23Mijn Engel zal namelijk vóór u uit gaan en u brengen bij de Amorieten en de Hethieten en de Ferezieten en de Kanaänieten en de Hevieten en de Jebusieten, en Ik zal hen uitroeien.
24U mag zich voor hun goden niet neerbuigen en ze niet dienen. U mag niet doen overeenkomstig hun werken. Voorzeker, u moet ze volledig omverhalen en hun gewijde stenen helemaal in stukken slaan.
25U moet de HEERE, uw God, dienen. Dan zal Hij uw brood en uw water zegenen.
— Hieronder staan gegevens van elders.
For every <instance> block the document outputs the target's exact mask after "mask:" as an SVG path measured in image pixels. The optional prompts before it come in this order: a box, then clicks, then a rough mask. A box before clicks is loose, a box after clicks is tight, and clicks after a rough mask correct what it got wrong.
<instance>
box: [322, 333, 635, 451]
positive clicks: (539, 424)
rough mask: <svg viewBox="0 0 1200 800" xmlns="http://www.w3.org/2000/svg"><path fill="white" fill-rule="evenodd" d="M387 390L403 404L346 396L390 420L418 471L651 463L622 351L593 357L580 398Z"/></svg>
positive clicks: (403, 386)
Ik zal ziekte uit uw midden doen wijken.
26Geen vrouw in uw land zal een miskraam hebben of onvruchtbaar zijn. Ik zal het aantal van uw dagen vol maken.
27De schrik voor Mij zal Ik vóór u uit zenden, en al de volken waaronder u komt, zal Ik in verwarring brengen. En Ik zal al uw vijanden voor u op de vlucht doen slaan.
28Ik zal ook horzels vóór u uit zenden; die zullen de Hevieten, de Kanaänieten en de Hethieten vóór u uit verdrijven.
29Ik zal hen niet in één jaar vóór u uit verdrijven, anders wordt het land een woestenij en worden de wilde dieren van het veld u te talrijk.
30Ik zal hen geleidelijk vóór u uit verdrijven, totdat u zo in aantal toegenomen bent dat u het land in erfbezit kunt nemen.
31Ik zal uw grenzen vaststellen, van de Schelfzee tot aan de zee van de Filistijnen, en van de woestijn tot aan de rivier, want Ik zal de bewoners van het land in uw hand geven, zodat u hen vóór u uit kunt verdrijven.
32U mag met hen en met hun goden geen verbond sluiten.
33Zij mogen niet in uw land blijven wonen, anders zullen zij u doen zondigen tegen Mij. Als u hun goden dient, voorzeker, het zal voor u tot een valstrik worden.